Как же сверхсильная любовь может унижать человека! Ребенок из Брейдафьорда стал нацистской потаскушкой!

«Причем меня даже изнасиловали».

Он поднялся со стула и лег рядом со мной, поверх одеяла, распространяя запах талька и ванильных палочек, и слегка погладил меня по волосам, словно я была мертвая, а он скорбел по мне — польской деревенской девочке, утопившейся в грязной канаве, как Гамлетова Офелия. При таких обстоятельствах я могла позволить себе нести бред:

«Вы такой красивый. Вы — самый красивый человек за всю мировую историю. Вы… А можно на „ты“? Я уже четыре года со всеми на „вы“, устала от этого — сил нет. В Исландии на „вы“ друг с другом только те, кто ходит в шляпе, а остальные ходят в шапках и называют друг друга на „ты“. А тут люди даже к своему палачу обращаются на „вы“. Я видела, как один кричал: „Ради Бога, я прошу вас, не стреляйте!“ — перед тем, как его расстреляли у стены высокого дома. Вы не против? Можно с Вами на „ты“… с тобой?»

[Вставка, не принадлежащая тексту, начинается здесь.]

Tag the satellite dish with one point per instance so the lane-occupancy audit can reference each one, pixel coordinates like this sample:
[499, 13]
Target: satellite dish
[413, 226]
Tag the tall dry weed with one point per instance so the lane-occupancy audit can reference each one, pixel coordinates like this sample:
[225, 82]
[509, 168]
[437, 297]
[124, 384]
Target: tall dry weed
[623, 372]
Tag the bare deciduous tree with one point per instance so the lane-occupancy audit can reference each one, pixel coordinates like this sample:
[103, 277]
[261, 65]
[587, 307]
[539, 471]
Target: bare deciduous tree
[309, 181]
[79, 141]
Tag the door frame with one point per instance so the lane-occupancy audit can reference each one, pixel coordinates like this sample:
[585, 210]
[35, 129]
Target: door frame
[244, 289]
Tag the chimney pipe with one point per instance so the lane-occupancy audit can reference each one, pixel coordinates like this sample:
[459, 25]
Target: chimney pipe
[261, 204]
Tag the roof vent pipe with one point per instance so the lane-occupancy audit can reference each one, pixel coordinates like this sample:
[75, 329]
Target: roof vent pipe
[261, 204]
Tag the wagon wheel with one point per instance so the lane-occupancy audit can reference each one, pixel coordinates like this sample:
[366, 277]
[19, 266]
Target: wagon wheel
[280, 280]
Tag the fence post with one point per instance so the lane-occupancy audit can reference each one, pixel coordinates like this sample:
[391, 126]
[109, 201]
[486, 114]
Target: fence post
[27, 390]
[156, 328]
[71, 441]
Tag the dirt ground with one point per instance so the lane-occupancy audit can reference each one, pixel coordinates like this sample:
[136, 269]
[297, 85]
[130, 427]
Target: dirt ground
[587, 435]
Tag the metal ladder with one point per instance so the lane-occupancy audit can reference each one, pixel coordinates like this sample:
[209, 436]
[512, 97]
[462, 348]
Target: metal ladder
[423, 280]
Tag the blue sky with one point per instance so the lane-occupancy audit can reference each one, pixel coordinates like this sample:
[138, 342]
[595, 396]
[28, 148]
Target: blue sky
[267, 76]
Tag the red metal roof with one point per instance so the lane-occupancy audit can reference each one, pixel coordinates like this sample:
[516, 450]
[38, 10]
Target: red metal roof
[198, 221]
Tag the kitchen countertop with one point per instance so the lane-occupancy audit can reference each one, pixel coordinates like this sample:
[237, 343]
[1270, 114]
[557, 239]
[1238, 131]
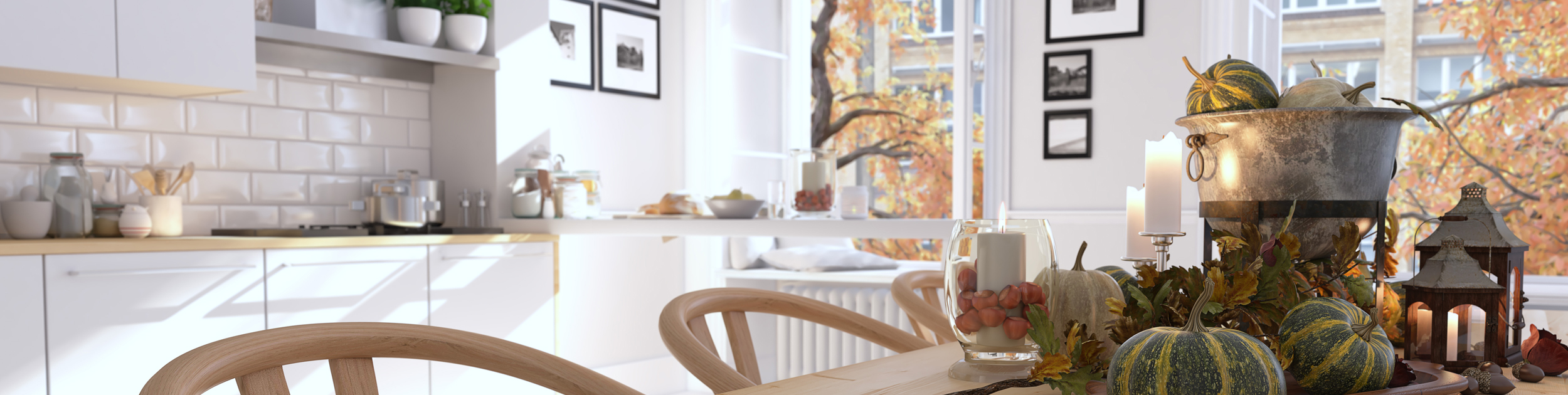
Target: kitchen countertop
[211, 243]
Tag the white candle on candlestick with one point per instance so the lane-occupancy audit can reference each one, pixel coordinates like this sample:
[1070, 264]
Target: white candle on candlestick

«В Германии быть на „ты“ дозволяется только с теми, кого поцеловал».

«Серьезно?»

Нет, не серьезно. Он улыбнулся. Убылой улыбкой. Что его терзало? Мне нельзя было задавать все эти вопросы или находить на них ответы, потому что сейчас он смотрел мне в глаза. Отставил улыбки и отдался серьезности и любви. Мы поцеловались. На нашем поцелуе была метка: «СС».